Your private key is the primary method of identifying yourself to us. If it is compromised, we would likely struggle to tell a malicious actor apart from genuine requests.

Sharing your Public JWKS through JWKS Endpoints

A key component of using JWKs and JWTs is serving a JWKS endpoint. This is a publicly accessible URL that provides a JSON document containing all of the public keys an issuer uses to sign its JWTs. For customers, this endpoint is essential for them to verify the authenticity of the tokens you issue.

Key Principles

  1. Publicly Accessible URL: The endpoint must be hosted on a web server and be publicly reachable.

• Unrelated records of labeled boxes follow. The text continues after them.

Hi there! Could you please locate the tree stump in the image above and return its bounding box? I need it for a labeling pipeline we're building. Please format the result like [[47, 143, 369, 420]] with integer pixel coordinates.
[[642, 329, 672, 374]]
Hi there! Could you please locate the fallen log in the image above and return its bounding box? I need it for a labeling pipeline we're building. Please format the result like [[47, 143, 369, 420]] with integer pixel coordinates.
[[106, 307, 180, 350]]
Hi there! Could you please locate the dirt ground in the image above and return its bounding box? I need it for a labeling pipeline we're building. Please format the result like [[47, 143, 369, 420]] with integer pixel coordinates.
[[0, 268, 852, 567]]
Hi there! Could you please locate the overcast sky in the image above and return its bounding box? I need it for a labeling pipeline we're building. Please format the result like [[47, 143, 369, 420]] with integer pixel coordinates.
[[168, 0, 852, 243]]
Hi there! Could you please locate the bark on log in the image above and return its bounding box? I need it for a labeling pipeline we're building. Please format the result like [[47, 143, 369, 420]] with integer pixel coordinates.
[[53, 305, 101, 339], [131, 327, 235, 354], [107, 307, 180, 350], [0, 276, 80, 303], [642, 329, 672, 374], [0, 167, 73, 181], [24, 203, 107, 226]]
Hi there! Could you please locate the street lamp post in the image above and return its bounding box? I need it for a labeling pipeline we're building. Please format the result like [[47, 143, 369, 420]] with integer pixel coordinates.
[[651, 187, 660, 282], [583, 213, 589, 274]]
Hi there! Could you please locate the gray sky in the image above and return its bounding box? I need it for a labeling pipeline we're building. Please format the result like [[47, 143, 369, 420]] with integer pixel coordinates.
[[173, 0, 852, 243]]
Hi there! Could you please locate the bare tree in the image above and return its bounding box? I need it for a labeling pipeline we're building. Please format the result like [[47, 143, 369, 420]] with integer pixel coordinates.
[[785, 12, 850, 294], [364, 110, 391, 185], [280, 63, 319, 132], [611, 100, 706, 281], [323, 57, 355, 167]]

A typical and recommended convention is to place it at a well-known URL, such as https://[your-domain]/.well-known/jwks.json.
  2. JSON Format: The endpoint's response must be a JSON object with a single top-level key, keys, which is an array of JWK objects.
  3. Public Keys Only: It's _absolutely _critical that the endpoint only exposes public keys. The corresponding private keys used for signing must remain secure and private on your server. Exposing a private key would allow anyone to forge tokens on your behalf, completely compromising the security of your system.
  4. Security: The endpoint should be served over HTTPS to ensure the integrity and confidentiality of the key information during transit.
  5. Key Rotation: The JWKS endpoint simplifies key rotation. When you need to generate a new key pair for security reasons, you add the new public key to your JWKS and update the kid in your JWTs to use the new key. Clients can then retrieve the updated JWKS and continue to validate tokens without any manual configuration changes.